Yol kolay. Diyebiliriz ki: "Bu tür alacaklar İşsizlik Sigorta Fonu'ndan veya şuradan, hazineden ödenir, kamu alacağı gibi tahsil yoluna gidilir." Bu yiğitliği göstersek 800 ailedeki yangını söndüreceğiz.
BAŞKAN - Sayın Müsteşarım, bunu bir not alabilir miyiz?
ÖZGÜR ÖZEL (Manisa) - Yirminci kez yapıyor Sayın Müsteşar bu eylemi. Bir gün de çözüm üretsinler.
Şimdi, "Soma AŞ'de ortaya çıkan işsizlik çözülecek." diye bir söz verildi. O konuda ciddi bir mağduriyet var. Kıdem tazminatları hâlâ daha ödenmedi. O konuda aslında hiçbir engel yok. Şimdi şirket diyormuş ki: "20 taksitte ödeyeceğim." Kanuna da aykırı bir şekilde, 20 seri çeke falan ikna etmeye çalışıyor. Oysaki kıdem tazminatını ödersiniz, adamın mal varlığının üzerinde tedbir var, devletin de parası falan bir yere kaçmaz. Ama işçiler çok mağdur kışın ortasında. Lütfen buna bir katkı sağlayın.
ÜNAL KACIR (İstanbul) - Tamam da fabrika batıyor, orada da kıdem tazminatı sorunu var, orada da ölenler... Orada ne yapacaksın?
BAŞKAN - Özgürcüğüm...
ÖZGÜR ÖZEL (Manisa) - Polemiğe girmeyeyim ama...
BAŞKAN - Sağ ol. Girmeyelim...
ÖZGÜR ÖZEL (Manisa) - 301 işçinin şehit olduğu...
ÜNAL KACIR (İstanbul) - Yani kamu yönetiminde keyfîlik olmaz ki...
BAŞKAN - Özgürcüğün, inan, Osman Bey, Kemal Bey, Sayın Susam, Allah sizi inandırsın, gerçekten bire bir madde madde, virgül virgül takip ediyorlar.
ÖZGÜR ÖZEL (Manisa) - Hayır, orada bir sıkıntı yok ya, olur mu? Zaten ondan eminim. Bir sıkıntı yok, ben kendi...
BAŞKAN - Onu bil, ekip sağlam yani.
MEHMET ALİ SUSAM (İzmir) - Onun dışında, Soma'da yaşanan bir dramın çözülmesi için de önemli görüyorum.
ÖZGÜR ÖZEL (Manisa) - Evet, evet.
Hayır, bir de şöyle yani: Plan ve Bütçeciler bunu anlamadı da Enerji Tabii Kaynaklar Komisyonunun değerli üyeleri bu feryadı duyarsa, Sayın Müsteşara Sayın Bakan bir talimat verirse, Sayın Mazıcıoğlu bu feryadı duyarsa, siz bu Soma'daki acıyı dindirirseniz, e, böyle bir şeyin peşinden gitmek bir milletvekilinin görevi değil mi?

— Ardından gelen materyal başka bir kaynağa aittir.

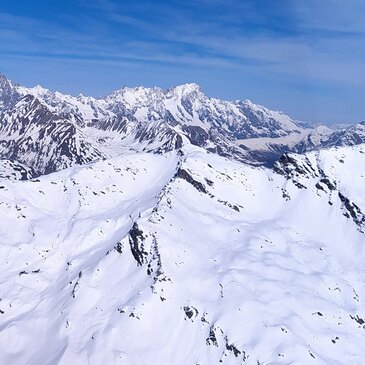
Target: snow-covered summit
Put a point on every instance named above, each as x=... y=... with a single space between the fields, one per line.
x=154 y=119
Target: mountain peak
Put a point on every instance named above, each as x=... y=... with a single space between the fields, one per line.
x=187 y=88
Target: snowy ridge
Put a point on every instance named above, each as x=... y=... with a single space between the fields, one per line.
x=157 y=120
x=178 y=258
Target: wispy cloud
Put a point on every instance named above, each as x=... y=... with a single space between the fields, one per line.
x=310 y=44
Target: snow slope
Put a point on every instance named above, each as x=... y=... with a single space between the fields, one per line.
x=186 y=258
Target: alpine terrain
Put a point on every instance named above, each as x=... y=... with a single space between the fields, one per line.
x=155 y=226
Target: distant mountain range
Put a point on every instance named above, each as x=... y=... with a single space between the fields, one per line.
x=164 y=227
x=47 y=131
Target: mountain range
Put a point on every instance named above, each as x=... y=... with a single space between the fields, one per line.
x=156 y=226
x=47 y=131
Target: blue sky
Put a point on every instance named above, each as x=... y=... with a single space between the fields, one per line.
x=303 y=57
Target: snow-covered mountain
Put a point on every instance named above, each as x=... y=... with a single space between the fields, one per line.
x=86 y=129
x=158 y=226
x=186 y=258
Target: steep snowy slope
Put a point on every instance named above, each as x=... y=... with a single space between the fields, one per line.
x=32 y=134
x=186 y=258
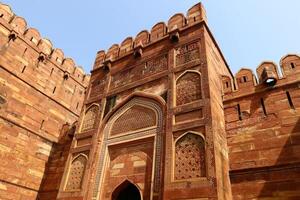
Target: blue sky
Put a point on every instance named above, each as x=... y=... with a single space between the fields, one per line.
x=248 y=31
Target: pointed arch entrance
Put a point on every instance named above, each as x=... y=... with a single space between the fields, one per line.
x=126 y=191
x=132 y=147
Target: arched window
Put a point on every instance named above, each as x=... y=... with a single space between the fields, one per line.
x=76 y=173
x=89 y=118
x=189 y=157
x=188 y=88
x=126 y=190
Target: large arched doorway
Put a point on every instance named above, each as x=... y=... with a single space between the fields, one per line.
x=126 y=191
x=132 y=148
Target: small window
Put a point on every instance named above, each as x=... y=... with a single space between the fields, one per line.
x=291 y=104
x=51 y=71
x=292 y=65
x=110 y=103
x=227 y=85
x=244 y=79
x=23 y=70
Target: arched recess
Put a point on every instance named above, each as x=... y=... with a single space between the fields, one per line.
x=189 y=156
x=89 y=118
x=137 y=101
x=76 y=172
x=126 y=190
x=188 y=87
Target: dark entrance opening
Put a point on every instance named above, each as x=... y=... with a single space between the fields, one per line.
x=126 y=191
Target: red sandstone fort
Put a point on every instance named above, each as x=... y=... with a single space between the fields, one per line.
x=161 y=117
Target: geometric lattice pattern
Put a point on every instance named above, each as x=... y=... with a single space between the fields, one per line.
x=189 y=157
x=76 y=173
x=188 y=88
x=89 y=118
x=187 y=53
x=135 y=118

BAŞKAN - İyi olur, iyi olur, tabii. Allah razı olsun.
ÖZGÜR ÖZEL (Manisa) - Onu söylüyorum.
Son söz...
BAŞKAN - Son söz...
ÖZGÜR ÖZEL (Manisa) - Sayın Müsteşarın söylediği bir şeyi söyleyeyim. O, tabii, Hükûmeti temsil ediyor, Sayın Bakanı temsil ediyor burada, bir reaksiyon gösterdi.

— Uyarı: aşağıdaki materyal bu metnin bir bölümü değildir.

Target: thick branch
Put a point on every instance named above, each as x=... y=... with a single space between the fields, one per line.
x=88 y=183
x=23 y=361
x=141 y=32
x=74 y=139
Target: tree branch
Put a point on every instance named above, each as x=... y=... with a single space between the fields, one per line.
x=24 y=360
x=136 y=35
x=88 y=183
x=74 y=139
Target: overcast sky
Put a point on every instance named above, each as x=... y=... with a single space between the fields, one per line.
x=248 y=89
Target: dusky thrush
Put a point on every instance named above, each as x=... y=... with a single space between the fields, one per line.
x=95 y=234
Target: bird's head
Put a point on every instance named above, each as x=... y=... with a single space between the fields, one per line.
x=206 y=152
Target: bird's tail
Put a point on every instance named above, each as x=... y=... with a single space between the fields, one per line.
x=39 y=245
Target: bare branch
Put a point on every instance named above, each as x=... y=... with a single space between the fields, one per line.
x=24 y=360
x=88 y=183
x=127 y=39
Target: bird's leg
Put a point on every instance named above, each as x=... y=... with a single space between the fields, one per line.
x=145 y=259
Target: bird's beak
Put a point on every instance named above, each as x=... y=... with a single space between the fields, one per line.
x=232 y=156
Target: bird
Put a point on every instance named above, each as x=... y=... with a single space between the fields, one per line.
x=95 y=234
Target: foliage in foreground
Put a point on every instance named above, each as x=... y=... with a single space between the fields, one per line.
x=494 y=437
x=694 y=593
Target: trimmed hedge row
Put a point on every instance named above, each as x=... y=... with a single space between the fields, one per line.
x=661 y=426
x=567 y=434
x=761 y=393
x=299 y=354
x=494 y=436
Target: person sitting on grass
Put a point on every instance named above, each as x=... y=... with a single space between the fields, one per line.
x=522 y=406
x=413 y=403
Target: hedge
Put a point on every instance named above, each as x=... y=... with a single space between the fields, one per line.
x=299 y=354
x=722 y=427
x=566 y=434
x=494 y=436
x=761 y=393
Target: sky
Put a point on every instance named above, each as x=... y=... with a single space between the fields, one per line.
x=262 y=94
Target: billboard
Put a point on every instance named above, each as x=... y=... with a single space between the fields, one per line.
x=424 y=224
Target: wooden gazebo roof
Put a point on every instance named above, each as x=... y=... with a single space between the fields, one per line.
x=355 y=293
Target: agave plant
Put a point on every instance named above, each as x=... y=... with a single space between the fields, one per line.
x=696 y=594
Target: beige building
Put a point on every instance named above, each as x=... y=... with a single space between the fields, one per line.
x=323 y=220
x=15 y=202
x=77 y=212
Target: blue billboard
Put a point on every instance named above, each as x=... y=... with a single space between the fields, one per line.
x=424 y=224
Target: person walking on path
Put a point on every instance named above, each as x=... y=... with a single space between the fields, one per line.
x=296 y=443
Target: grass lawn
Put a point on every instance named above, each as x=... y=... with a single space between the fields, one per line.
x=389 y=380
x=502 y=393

BAŞKAN - Ne olur olumsuz bir laf varsa söyleme Özgürcüğüm.
ÖZGÜR ÖZEL (Manisa) - Şu konuda reaksiyon gösterdi. Dedi ki: "Ya, Sayın Bakan sanki hep kötü şeyler yapacakmış gibi Bakan onayına bir şey oluyor. Ben bundan rahatsız oldum." dedi, haklı ama bundan rahatsız olsak biz oluruz. Çok çok daha dört ay yapacakları bakanlığı sonra bizim değerli arkadaşlarımızdan biri üstlenecek. Biz böyle bir yasayı destekliyorsak bundan esas rahatsız olacak olan haziran sonrası gidendir, başka kim olabilir?
BAŞKAN - Özgürcüğüm, seçimden sonra mı diyorsunuz?
ÖZGÜR ÖZEL (Manisa) - Biz üzülmüyorsak siz takmayın kafanıza.
BAŞKAN - Seçimden sonra mı?
ÖZGÜR ÖZEL (Manisa) - Teşekkür ediyorum.